The Crofting Commission regulates
and promotes the interests of crofting in Scotland
to secure the future of crofting.
EnglishGaelic

Obtaining a Croft

Looking to become a Crofter? What you need to know

Becoming a Crofter is an opportunity to enjoy a land tenure and way of life unique to Scotland, and to contribute to the culture, economy, community and environment of the Highlands and Islands. There are many things to consider before acquiring a croft, including what it means to be a crofter. This is a short guide, which will explain some of the key points around Crofting and the legal responsibilities of a Crofter.

Please note this is a general guide and does not contain legal advice. You are advised to seek legal advice before acquiring a croft.

Crofting Legislation

Crofting regulation is underpinned by Crofting legislation, mainly the 'Crofters (Scotland) Act 1993' and the 'Crofting Reform (Scotland) Act 2010.'

Obtaining a croft

Assignation of Croft Tenancy:  The tenant of a croft is entitled to transfer (assign) the tenancy of the croft to another individual, subject to the approval of the Crofting Commission.

Transfer of Ownership:  Where a croft has been purchased by the tenant from a landlord, the new owner of the croft is normally defined as an owner-occupier crofter. An owner-occupier crofter does not require the consent of the Crofting Commission to transfer the ownership of the croft, but a new owner is legally obliged to inform the Crofting Commission of the change in ownership.

Vacant Crofts: A number of purchased crofts do not fall within the statutory definition of an owner-occupied croft and are legally vacant. In such situations the Crofting Commission can require the owner of the vacant croft to let the croft to a tenant. It is important to ascertain the status of a croft before any transfer.

What are my rights and responsibilities as a Crofter?

All crofters, both tenant and owner-occupier crofter, are legally required to comply with Statutory Duties, relating to residency and management of their crofts. This is something that many prospective purchasers may not be clear about but should be aware of in advance of any purchase. These duties are:

  • A duty to be ordinarily resident on, or within 32km (20 miles) of their croft
  • A duty to cultivate and maintain their croft or put it to another purposeful use
  • A duty not to misuse or neglect their croft

Where a Crofter fails to comply with their duties, the Crofting Commission can investigate the breach of duty and take enforcement action. This can result in the termination of a Croft tenancy, or in the owner occupier situation, the requirement to let the croft, if not resolved.

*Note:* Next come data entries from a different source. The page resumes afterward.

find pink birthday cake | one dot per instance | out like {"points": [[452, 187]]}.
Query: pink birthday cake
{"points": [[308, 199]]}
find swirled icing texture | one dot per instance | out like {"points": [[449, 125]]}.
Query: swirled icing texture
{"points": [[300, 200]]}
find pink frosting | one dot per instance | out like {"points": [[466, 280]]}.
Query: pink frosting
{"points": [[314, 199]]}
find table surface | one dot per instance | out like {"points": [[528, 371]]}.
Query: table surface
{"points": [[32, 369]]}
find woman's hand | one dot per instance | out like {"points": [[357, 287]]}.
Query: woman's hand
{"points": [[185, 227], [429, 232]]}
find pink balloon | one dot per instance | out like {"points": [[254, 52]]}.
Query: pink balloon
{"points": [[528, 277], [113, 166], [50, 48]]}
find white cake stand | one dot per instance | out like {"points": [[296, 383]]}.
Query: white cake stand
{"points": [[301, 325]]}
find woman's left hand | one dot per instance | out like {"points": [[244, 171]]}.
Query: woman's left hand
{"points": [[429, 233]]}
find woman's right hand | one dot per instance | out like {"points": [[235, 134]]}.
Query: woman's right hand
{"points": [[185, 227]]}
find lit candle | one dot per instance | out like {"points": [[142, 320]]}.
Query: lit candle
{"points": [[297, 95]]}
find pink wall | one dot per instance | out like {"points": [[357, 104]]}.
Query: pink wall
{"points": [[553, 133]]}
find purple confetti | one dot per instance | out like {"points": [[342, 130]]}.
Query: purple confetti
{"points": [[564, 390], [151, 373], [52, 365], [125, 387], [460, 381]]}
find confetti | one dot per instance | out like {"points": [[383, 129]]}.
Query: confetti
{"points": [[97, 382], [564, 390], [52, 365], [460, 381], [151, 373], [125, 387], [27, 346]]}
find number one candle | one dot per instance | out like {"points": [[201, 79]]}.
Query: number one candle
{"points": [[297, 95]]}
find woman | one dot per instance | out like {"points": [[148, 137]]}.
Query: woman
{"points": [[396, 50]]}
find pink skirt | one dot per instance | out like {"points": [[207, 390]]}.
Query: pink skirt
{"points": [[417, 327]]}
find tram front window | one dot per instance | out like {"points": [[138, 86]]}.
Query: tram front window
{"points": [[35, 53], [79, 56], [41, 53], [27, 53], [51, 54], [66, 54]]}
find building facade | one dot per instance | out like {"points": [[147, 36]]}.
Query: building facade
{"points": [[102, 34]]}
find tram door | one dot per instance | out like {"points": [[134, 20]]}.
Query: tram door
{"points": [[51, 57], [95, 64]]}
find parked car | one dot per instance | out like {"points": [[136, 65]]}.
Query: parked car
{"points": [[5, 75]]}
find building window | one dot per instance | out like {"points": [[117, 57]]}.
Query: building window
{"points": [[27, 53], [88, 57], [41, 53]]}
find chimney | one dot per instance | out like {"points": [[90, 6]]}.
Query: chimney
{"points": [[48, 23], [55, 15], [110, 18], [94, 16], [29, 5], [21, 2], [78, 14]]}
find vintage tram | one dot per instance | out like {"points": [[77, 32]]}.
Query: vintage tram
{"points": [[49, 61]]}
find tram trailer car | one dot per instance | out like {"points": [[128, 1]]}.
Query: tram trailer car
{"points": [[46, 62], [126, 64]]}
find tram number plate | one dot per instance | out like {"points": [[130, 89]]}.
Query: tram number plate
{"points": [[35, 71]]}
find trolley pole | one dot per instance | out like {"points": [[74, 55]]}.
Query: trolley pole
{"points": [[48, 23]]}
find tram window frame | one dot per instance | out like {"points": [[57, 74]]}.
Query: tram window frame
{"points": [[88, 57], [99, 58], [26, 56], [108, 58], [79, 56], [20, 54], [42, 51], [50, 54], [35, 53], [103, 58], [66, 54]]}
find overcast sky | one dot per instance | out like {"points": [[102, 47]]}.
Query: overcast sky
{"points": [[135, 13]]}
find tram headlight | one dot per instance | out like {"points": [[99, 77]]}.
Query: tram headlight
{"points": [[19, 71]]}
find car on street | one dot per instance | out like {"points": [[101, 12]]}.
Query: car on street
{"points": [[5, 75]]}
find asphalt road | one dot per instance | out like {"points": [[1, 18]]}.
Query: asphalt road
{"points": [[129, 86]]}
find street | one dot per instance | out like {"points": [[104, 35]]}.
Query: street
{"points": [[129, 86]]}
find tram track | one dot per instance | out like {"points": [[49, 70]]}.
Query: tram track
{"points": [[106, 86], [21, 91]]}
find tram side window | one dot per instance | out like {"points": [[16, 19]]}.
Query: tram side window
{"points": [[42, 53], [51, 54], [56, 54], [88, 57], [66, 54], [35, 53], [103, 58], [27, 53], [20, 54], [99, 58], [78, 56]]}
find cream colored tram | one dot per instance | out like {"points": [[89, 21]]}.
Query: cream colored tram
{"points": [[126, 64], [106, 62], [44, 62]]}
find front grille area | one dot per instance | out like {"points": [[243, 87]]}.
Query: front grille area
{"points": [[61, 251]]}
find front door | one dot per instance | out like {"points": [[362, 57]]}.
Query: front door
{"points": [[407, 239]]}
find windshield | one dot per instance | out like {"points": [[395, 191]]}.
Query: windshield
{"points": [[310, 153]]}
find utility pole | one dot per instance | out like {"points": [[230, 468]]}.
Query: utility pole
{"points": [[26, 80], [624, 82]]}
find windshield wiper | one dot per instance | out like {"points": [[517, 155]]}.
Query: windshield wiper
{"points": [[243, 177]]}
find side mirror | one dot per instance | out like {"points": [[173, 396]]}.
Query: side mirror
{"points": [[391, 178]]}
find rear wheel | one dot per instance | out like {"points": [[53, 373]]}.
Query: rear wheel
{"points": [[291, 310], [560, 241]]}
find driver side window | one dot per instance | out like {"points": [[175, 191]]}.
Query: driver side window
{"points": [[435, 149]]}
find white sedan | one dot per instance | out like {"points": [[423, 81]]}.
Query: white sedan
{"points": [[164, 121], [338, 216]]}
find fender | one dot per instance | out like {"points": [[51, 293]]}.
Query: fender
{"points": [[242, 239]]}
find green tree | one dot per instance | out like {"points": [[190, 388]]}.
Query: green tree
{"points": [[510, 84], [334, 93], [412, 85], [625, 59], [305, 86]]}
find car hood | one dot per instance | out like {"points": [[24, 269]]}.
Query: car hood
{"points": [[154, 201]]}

What does 'ordinarily resident' mean?

A crofter must live on the croft or within 32km of their croft. A crofter who does not reside on the croft or within 32km is considered to be in breach of their residency duty.

What does ‘cultivate’ mean?

All crofters must cultivate their crofts or else put them to 'purposeful use’. "Cultivate" is essentially agricultural use. This includes "the use of a croft for horticulture or for any purpose of husbandry, including;

  • the keeping or breeding of livestock, poultry or bees
  • the growing of fruit, vegetables and the like
  • the planting of trees
  • use of the land as woodlands.”

What does 'purposeful use' mean?

A croft can also be put to another purposeful use, with the consent of the landlord or Crofting Commission. "Purposeful use" means any planned or managed use, which does not adversely affect the croft, the public interest, the interests of the landlord, or the use of adjacent land, which will not prevent the croft from being used for cultivation in the future.

What is 'misuse' and 'neglect'?

"Misuse" is where a crofter wilfully and knowingly uses the croft for a purpose other than for cultivation or another purposeful use, or where the croft is not used at all. "Neglect" is where a crofter (or owner-occupier crofter) does not manage the croft in a way which meets the standards of good agricultural and environmental condition, referred to in Regulation 4 of the Common Agricultural Policy Schemes (Cross-Compliance) (Scotland) Regulations 2004.

Can I buy a croft house without any land?

If a registered croft is being sold with a house, the house may be part of the croft and subject to crofting legislation. It is important to ascertain the status of the house before any purchase.

This can be important if the buyer needs a mortgage as lenders may only offer financial assistance if the house is free of crofting legislation.

What is Decrofting?

If a registered croft is being sold with a house, the house and garden may have been de-crofted, which means that while the land around it remains under crofting tenure, the house (and often garden ground) is no longer subject to crofting legislation. More information on decrofting can be found by clicking on the hyperlink; Decrofting | Crofting Commission (scotland.gov.uk)

Making an Offer

If you are considering buying a croft, speak to the selling agent and your solicitor to make sure you are fully aware of what it will mean to become a crofter. In the case of a croft tenancy, it is usual to make a formal offer subject to getting approval from the Crofting Commission. This means that if your offer is accepted, the current tenant will then make an application to the Crofting Commission for you to be approved as the tenant of the croft.